Memory architecture of a GPU:
Now let us see memory architecture of a GPU. Following diagram shows all types memories present in a GPU.
1. Local Memory
Each SP uses Local memory. All variables declared in a kernel(a function to be executed on GPU) are saved into Local memory.
Kernel may consist of several expressions. During execution of an expression, values are saved into the Registers of SP.
3. Global Memory
It is the main memory of GPU. Whenever a memory from GPU is allocated for variables by using cudaMalloc() function, by default, it uses global memory.
4. Shared Memory
On one SP, one or more threads can be run. A collection of threads is called a Block. On one SM, one or more blocks can be run. Shared memory is shared by all the threads in one block. Shared memory is used to reduce the latency(memory access delay). How? See, Global memory is very big in size as compared to shared memory. So definitely, search time for a location of variable is lesser for shared memory compared to global memory. Keep in mind, shared memory in one SM is shared by all threads in one block. When we have to use shared memory for a variable, it should be prefixed with keyword __shared__ during its declaration. For e.g. __shared__ int x.
5. Constant Memory
Constant memory is also used to reduce latency. But constant memory is used in only those situation, when multiple threads has to access same value. How constant memory reduces the latency, I will explain now. Suppose there are 32 threads in one block. Let all of them are using the same variable. Hence there will be 32 accesses from global memory. Now if we store the variable in constant memory. Then first thread will access the value of a variable and will broadcast this value to other threads in half warp. This value will be saved in a cache and will be provided to the threads of other half warp.
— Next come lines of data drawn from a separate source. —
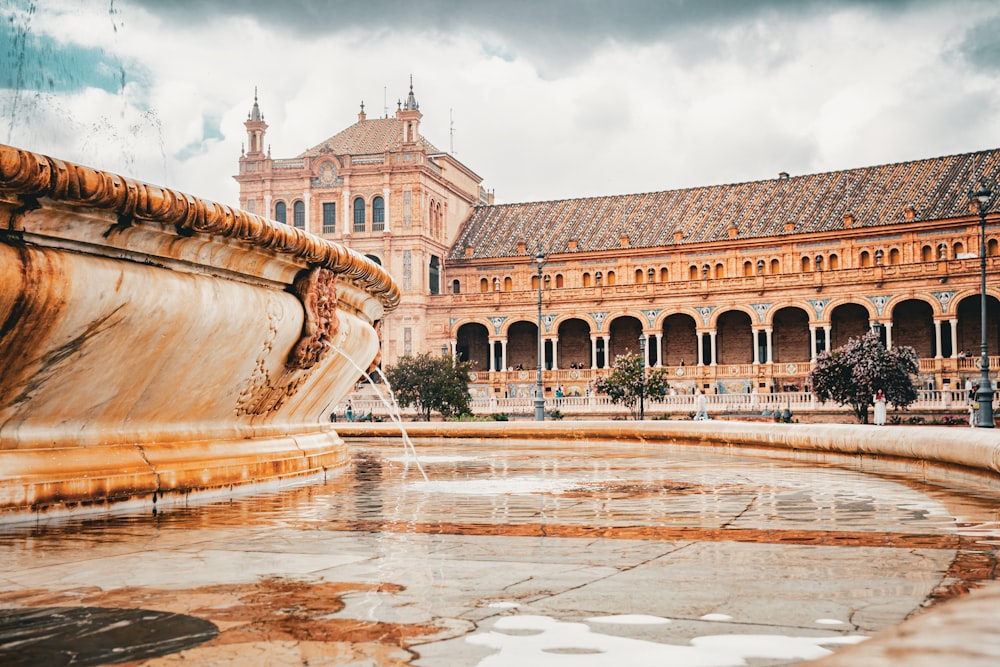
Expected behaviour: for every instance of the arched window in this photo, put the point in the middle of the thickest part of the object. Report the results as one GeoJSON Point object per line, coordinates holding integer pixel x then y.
{"type": "Point", "coordinates": [434, 275]}
{"type": "Point", "coordinates": [359, 215]}
{"type": "Point", "coordinates": [378, 214]}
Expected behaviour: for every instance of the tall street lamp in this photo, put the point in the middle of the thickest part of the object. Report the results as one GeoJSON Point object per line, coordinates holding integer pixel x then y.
{"type": "Point", "coordinates": [539, 396]}
{"type": "Point", "coordinates": [642, 376]}
{"type": "Point", "coordinates": [984, 197]}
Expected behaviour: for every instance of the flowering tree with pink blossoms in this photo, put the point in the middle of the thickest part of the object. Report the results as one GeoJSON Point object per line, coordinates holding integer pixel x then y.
{"type": "Point", "coordinates": [853, 373]}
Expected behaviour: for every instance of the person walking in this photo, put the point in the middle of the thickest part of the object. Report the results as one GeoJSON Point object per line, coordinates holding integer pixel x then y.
{"type": "Point", "coordinates": [879, 408]}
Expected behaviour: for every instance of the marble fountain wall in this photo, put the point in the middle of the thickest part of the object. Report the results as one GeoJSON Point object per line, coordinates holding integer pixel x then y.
{"type": "Point", "coordinates": [153, 344]}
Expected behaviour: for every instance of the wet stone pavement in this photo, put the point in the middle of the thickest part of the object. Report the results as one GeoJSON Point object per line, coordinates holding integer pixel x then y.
{"type": "Point", "coordinates": [535, 555]}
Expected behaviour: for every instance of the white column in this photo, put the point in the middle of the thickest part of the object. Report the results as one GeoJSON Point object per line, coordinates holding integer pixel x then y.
{"type": "Point", "coordinates": [348, 213]}
{"type": "Point", "coordinates": [385, 197]}
{"type": "Point", "coordinates": [306, 198]}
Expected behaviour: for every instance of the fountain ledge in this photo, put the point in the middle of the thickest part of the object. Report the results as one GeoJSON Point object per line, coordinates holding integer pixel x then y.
{"type": "Point", "coordinates": [154, 344]}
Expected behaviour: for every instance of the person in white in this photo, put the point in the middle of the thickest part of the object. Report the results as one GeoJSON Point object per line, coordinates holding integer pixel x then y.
{"type": "Point", "coordinates": [879, 408]}
{"type": "Point", "coordinates": [700, 406]}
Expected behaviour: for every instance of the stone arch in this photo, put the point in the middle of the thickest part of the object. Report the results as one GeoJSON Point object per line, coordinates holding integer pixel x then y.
{"type": "Point", "coordinates": [918, 315]}
{"type": "Point", "coordinates": [472, 344]}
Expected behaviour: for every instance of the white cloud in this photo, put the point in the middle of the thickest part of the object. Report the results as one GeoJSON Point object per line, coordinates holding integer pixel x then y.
{"type": "Point", "coordinates": [689, 99]}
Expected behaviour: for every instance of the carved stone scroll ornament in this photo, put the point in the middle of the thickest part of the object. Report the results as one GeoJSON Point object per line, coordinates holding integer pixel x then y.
{"type": "Point", "coordinates": [317, 290]}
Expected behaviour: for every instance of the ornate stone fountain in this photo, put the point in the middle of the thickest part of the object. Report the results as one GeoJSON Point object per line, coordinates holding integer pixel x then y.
{"type": "Point", "coordinates": [154, 344]}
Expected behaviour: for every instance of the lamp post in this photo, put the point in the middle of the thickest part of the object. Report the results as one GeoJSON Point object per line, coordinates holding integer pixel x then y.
{"type": "Point", "coordinates": [539, 395]}
{"type": "Point", "coordinates": [984, 196]}
{"type": "Point", "coordinates": [642, 377]}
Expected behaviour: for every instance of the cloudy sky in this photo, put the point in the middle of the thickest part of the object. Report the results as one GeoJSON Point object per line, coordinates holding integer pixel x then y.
{"type": "Point", "coordinates": [544, 99]}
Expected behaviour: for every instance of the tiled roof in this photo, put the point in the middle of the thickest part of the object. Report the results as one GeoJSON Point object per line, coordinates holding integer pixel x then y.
{"type": "Point", "coordinates": [367, 137]}
{"type": "Point", "coordinates": [877, 196]}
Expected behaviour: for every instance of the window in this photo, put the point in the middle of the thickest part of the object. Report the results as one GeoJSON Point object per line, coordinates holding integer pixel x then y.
{"type": "Point", "coordinates": [329, 217]}
{"type": "Point", "coordinates": [378, 215]}
{"type": "Point", "coordinates": [434, 275]}
{"type": "Point", "coordinates": [359, 215]}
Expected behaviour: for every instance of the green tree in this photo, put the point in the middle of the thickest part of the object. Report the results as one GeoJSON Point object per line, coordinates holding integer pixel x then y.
{"type": "Point", "coordinates": [853, 373]}
{"type": "Point", "coordinates": [630, 383]}
{"type": "Point", "coordinates": [431, 383]}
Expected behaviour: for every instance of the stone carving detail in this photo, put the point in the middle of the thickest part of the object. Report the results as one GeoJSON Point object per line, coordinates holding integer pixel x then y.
{"type": "Point", "coordinates": [944, 298]}
{"type": "Point", "coordinates": [879, 303]}
{"type": "Point", "coordinates": [317, 290]}
{"type": "Point", "coordinates": [819, 305]}
{"type": "Point", "coordinates": [761, 309]}
{"type": "Point", "coordinates": [706, 312]}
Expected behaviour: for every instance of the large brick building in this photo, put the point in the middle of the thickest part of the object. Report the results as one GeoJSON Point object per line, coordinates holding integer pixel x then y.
{"type": "Point", "coordinates": [729, 287]}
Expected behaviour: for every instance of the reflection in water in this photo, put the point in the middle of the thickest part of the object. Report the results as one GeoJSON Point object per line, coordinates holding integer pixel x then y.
{"type": "Point", "coordinates": [610, 548]}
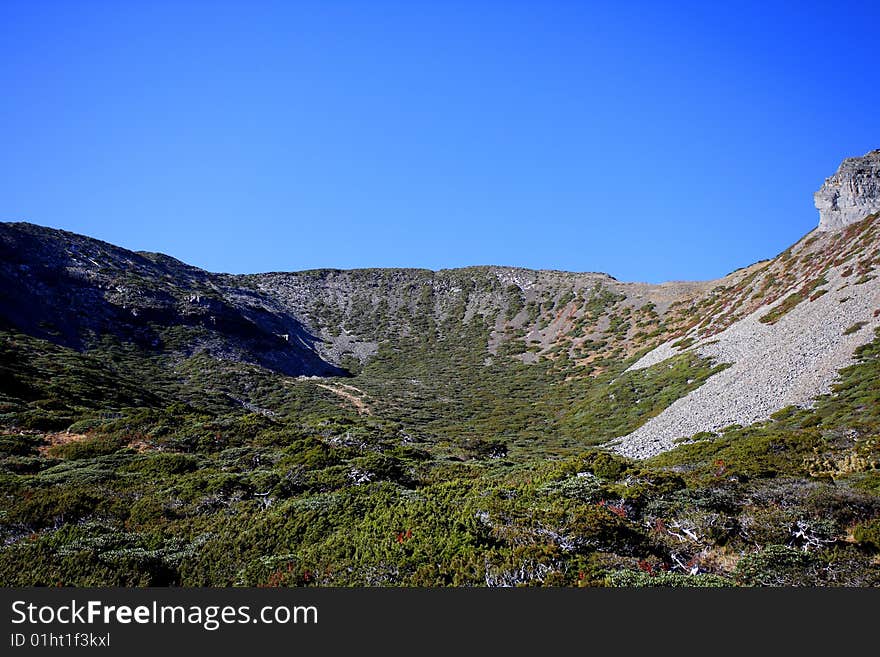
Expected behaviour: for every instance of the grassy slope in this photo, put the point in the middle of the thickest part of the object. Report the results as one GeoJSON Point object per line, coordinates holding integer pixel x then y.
{"type": "Point", "coordinates": [174, 495]}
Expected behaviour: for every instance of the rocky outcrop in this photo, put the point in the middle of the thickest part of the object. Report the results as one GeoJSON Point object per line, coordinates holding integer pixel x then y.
{"type": "Point", "coordinates": [851, 194]}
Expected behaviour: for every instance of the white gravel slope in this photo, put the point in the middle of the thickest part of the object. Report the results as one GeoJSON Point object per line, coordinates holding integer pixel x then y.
{"type": "Point", "coordinates": [772, 366]}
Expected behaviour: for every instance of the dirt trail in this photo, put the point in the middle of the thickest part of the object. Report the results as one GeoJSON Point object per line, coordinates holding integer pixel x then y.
{"type": "Point", "coordinates": [350, 394]}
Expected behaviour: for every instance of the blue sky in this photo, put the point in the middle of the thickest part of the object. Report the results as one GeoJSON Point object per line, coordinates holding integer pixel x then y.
{"type": "Point", "coordinates": [652, 141]}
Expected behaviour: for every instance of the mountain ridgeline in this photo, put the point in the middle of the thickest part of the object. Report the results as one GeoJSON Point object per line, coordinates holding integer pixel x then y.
{"type": "Point", "coordinates": [488, 425]}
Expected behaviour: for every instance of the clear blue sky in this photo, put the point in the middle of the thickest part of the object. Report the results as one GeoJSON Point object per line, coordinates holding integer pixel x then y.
{"type": "Point", "coordinates": [652, 141]}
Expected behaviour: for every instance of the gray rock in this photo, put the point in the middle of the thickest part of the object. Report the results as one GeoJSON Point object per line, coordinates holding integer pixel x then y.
{"type": "Point", "coordinates": [851, 194]}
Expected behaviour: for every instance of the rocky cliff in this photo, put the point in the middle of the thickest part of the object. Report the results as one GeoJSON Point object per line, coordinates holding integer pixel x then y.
{"type": "Point", "coordinates": [851, 194]}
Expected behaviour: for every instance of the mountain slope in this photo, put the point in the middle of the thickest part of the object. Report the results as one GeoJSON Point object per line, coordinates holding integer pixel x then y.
{"type": "Point", "coordinates": [786, 330]}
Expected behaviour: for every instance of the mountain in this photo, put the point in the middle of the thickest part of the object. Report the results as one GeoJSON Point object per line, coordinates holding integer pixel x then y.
{"type": "Point", "coordinates": [164, 424]}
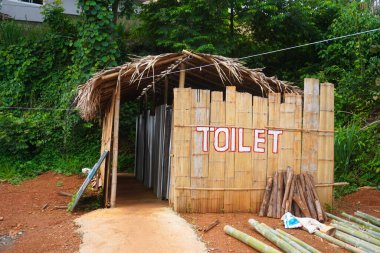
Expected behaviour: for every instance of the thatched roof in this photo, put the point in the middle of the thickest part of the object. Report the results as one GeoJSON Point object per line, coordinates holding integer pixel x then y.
{"type": "Point", "coordinates": [148, 74]}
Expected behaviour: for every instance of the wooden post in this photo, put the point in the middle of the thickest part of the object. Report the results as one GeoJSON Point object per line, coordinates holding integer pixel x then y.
{"type": "Point", "coordinates": [182, 76]}
{"type": "Point", "coordinates": [115, 145]}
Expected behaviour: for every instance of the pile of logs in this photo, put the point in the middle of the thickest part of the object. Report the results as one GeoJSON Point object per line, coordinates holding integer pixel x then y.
{"type": "Point", "coordinates": [294, 193]}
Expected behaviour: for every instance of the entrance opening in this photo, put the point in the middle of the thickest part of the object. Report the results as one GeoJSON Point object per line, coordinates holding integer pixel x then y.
{"type": "Point", "coordinates": [144, 160]}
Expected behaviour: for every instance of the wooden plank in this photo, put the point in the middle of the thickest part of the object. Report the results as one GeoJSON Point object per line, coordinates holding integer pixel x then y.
{"type": "Point", "coordinates": [325, 173]}
{"type": "Point", "coordinates": [243, 158]}
{"type": "Point", "coordinates": [229, 173]}
{"type": "Point", "coordinates": [181, 144]}
{"type": "Point", "coordinates": [259, 158]}
{"type": "Point", "coordinates": [217, 159]}
{"type": "Point", "coordinates": [115, 145]}
{"type": "Point", "coordinates": [310, 121]}
{"type": "Point", "coordinates": [90, 175]}
{"type": "Point", "coordinates": [274, 100]}
{"type": "Point", "coordinates": [200, 116]}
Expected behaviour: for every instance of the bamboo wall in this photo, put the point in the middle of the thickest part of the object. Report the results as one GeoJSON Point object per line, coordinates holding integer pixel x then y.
{"type": "Point", "coordinates": [234, 181]}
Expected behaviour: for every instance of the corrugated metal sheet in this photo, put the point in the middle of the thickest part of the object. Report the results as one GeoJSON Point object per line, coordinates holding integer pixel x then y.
{"type": "Point", "coordinates": [153, 148]}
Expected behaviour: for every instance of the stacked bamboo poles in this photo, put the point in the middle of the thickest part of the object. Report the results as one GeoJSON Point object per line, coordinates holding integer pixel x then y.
{"type": "Point", "coordinates": [281, 239]}
{"type": "Point", "coordinates": [355, 234]}
{"type": "Point", "coordinates": [249, 240]}
{"type": "Point", "coordinates": [288, 192]}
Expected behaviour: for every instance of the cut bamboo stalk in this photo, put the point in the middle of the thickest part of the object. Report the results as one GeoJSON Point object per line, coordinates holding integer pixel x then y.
{"type": "Point", "coordinates": [300, 242]}
{"type": "Point", "coordinates": [338, 242]}
{"type": "Point", "coordinates": [284, 238]}
{"type": "Point", "coordinates": [289, 178]}
{"type": "Point", "coordinates": [272, 237]}
{"type": "Point", "coordinates": [264, 204]}
{"type": "Point", "coordinates": [362, 222]}
{"type": "Point", "coordinates": [357, 233]}
{"type": "Point", "coordinates": [356, 242]}
{"type": "Point", "coordinates": [372, 219]}
{"type": "Point", "coordinates": [302, 196]}
{"type": "Point", "coordinates": [301, 205]}
{"type": "Point", "coordinates": [249, 240]}
{"type": "Point", "coordinates": [351, 225]}
{"type": "Point", "coordinates": [211, 226]}
{"type": "Point", "coordinates": [279, 194]}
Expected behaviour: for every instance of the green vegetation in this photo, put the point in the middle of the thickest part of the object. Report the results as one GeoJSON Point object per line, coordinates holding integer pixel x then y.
{"type": "Point", "coordinates": [42, 65]}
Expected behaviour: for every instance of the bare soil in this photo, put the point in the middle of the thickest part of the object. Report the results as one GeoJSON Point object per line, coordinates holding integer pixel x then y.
{"type": "Point", "coordinates": [366, 200]}
{"type": "Point", "coordinates": [26, 226]}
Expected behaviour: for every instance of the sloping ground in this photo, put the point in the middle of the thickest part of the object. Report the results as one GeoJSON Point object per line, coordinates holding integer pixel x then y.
{"type": "Point", "coordinates": [366, 200]}
{"type": "Point", "coordinates": [140, 223]}
{"type": "Point", "coordinates": [25, 226]}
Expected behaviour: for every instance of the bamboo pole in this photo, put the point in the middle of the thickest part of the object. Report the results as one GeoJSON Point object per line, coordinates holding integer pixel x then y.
{"type": "Point", "coordinates": [264, 204]}
{"type": "Point", "coordinates": [351, 225]}
{"type": "Point", "coordinates": [288, 205]}
{"type": "Point", "coordinates": [249, 240]}
{"type": "Point", "coordinates": [362, 222]}
{"type": "Point", "coordinates": [300, 242]}
{"type": "Point", "coordinates": [182, 75]}
{"type": "Point", "coordinates": [372, 219]}
{"type": "Point", "coordinates": [166, 90]}
{"type": "Point", "coordinates": [338, 242]}
{"type": "Point", "coordinates": [280, 187]}
{"type": "Point", "coordinates": [272, 237]}
{"type": "Point", "coordinates": [115, 146]}
{"type": "Point", "coordinates": [357, 233]}
{"type": "Point", "coordinates": [356, 242]}
{"type": "Point", "coordinates": [284, 238]}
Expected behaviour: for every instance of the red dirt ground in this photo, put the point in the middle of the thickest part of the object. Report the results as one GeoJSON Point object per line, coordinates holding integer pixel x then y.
{"type": "Point", "coordinates": [366, 200]}
{"type": "Point", "coordinates": [53, 230]}
{"type": "Point", "coordinates": [27, 227]}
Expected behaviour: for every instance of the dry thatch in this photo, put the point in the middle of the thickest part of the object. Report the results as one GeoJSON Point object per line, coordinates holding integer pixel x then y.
{"type": "Point", "coordinates": [148, 75]}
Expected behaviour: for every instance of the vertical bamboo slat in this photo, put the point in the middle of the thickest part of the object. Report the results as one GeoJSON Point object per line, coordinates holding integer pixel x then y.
{"type": "Point", "coordinates": [310, 121]}
{"type": "Point", "coordinates": [216, 159]}
{"type": "Point", "coordinates": [181, 147]}
{"type": "Point", "coordinates": [274, 100]}
{"type": "Point", "coordinates": [229, 173]}
{"type": "Point", "coordinates": [240, 177]}
{"type": "Point", "coordinates": [326, 143]}
{"type": "Point", "coordinates": [243, 172]}
{"type": "Point", "coordinates": [200, 116]}
{"type": "Point", "coordinates": [259, 160]}
{"type": "Point", "coordinates": [287, 120]}
{"type": "Point", "coordinates": [297, 151]}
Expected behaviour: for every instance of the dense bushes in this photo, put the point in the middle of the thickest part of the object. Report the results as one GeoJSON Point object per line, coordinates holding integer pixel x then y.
{"type": "Point", "coordinates": [39, 130]}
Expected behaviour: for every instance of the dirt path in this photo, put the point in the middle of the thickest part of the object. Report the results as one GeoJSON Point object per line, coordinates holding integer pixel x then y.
{"type": "Point", "coordinates": [366, 200]}
{"type": "Point", "coordinates": [26, 226]}
{"type": "Point", "coordinates": [141, 224]}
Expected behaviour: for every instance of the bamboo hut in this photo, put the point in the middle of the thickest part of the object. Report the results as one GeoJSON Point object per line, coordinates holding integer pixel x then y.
{"type": "Point", "coordinates": [212, 130]}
Hence total accesses will be just one instead of 32. Constant memory can be used for a variable by prefixing keyword __constant__ in the variable declaration(e.g. __constant__ int x).
6. Texture Memory
Texture memory is again used to reduce the latency. Texture memory is used in a special case. Consider an image. When we access a particular pixel, there are more chances that we will access surrounding pixels. Such a group of values which are accessed together are saved in texture memory.